"A vantagem do SAF é que ele permite maior resiliência aos impactos das mudanças climáticas, ajudando a mitigar os riscos de perdas de produção associadas a eventos climáticos extremos."
1. Qual é a sua formação e experiência em SBN?
Sou graduada em Engenharia Florestal pela Universidade Federal de Lavras (UFLA), uma das mais renomadas na área de ciências agrárias do Brasil, em que tive a oportunidade de trabalhar em projetos que considero meu primeiro contato com SBN. Em 2016, no meu primeiro ano, entrei para o Laboratório de Pesquisa e Manejo Florestal na área de Sensoriamento Remoto e Geoprocessamento, em que participava do projeto de definição de áreas prioritárias para recuperação na bacia do rio doce e na detecção de mudanças na estrutura espacial da cobertura do solo.

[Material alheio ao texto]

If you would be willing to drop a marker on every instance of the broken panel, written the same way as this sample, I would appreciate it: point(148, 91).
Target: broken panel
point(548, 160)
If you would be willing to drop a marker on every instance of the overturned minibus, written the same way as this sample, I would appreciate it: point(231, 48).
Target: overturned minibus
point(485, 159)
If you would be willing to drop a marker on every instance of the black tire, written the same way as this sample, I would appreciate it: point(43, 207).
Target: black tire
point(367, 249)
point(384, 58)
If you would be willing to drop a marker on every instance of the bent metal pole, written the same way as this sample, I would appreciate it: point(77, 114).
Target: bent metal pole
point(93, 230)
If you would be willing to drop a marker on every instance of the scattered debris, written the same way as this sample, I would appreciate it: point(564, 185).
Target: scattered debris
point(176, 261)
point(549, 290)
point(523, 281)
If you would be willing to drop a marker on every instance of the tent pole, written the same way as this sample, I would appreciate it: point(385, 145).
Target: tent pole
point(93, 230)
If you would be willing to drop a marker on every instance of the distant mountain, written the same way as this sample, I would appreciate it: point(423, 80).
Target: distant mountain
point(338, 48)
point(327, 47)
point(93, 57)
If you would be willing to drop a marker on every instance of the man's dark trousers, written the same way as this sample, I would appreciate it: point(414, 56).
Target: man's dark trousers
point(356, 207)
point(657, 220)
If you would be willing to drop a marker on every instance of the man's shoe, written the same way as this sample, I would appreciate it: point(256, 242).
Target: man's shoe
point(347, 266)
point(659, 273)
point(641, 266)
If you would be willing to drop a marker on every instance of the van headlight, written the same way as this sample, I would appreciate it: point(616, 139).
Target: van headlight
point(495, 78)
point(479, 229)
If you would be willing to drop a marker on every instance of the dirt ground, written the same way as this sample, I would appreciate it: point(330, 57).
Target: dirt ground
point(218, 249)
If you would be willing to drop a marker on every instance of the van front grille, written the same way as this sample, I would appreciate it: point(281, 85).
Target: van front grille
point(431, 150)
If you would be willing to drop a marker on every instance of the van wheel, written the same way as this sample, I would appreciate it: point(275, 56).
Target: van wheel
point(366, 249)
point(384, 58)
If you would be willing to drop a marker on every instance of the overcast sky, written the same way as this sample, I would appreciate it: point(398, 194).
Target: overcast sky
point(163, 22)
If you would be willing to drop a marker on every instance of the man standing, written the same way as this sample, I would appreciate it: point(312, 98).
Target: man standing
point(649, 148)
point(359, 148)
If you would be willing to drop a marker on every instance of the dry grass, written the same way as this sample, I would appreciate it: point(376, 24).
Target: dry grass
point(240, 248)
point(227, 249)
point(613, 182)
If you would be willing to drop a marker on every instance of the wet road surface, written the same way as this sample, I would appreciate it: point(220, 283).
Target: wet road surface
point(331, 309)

Durante o período de graduação, me dedicava em trabalhos voluntários em Unidades de Conservação e movimentos socioambientais. Tive a oportunidade de ser voluntária em um projeto de planejamento de Sistemas Agroflorestais (SAFs) em um assentamento na região do sul da Bahia, em um programa de Pagamento de Serviços Ambientais realizados por uma ONG da região.
Em 2021, resolvi voltar para o sul da Bahia para realizar meu estágio em que mapeava atores locais que se beneficiavam do programa de pagamentos de serviços ambientais obtidos através da compensação de emissões de GEE (Gases de Efeito Estufa) das empresas turísticas da região.
Me encantei muito pela Serra do Conduru, em que passei dois anos trabalhando em um sítio em que trabalhava com principalmente com a Cabruca, sistema agroflorestal de produção em que o cacau é cultivado sob a sombra de espécies nativas da Mata Atlântica. Além de participar do manejo e da implantação de árvores nativas de valor madeireiro, fazia a implantação de SAFs com espécies agrícolas. Acredito que foi o momento que mais compreendi o que significa realmente o termo SBN, já que me inspirava nos ciclos ecossistêmicos da Mata Atlântica para trabalhar e planejar os SAFs.
Acredito que migrar da tecnologia e dos estudos e experienciar o campo, me fez compreender ainda mais a importância de fomentar e incentivar projetos de SBN para que continuem em crescimento, tanto no contexto social, ambiental e econômico.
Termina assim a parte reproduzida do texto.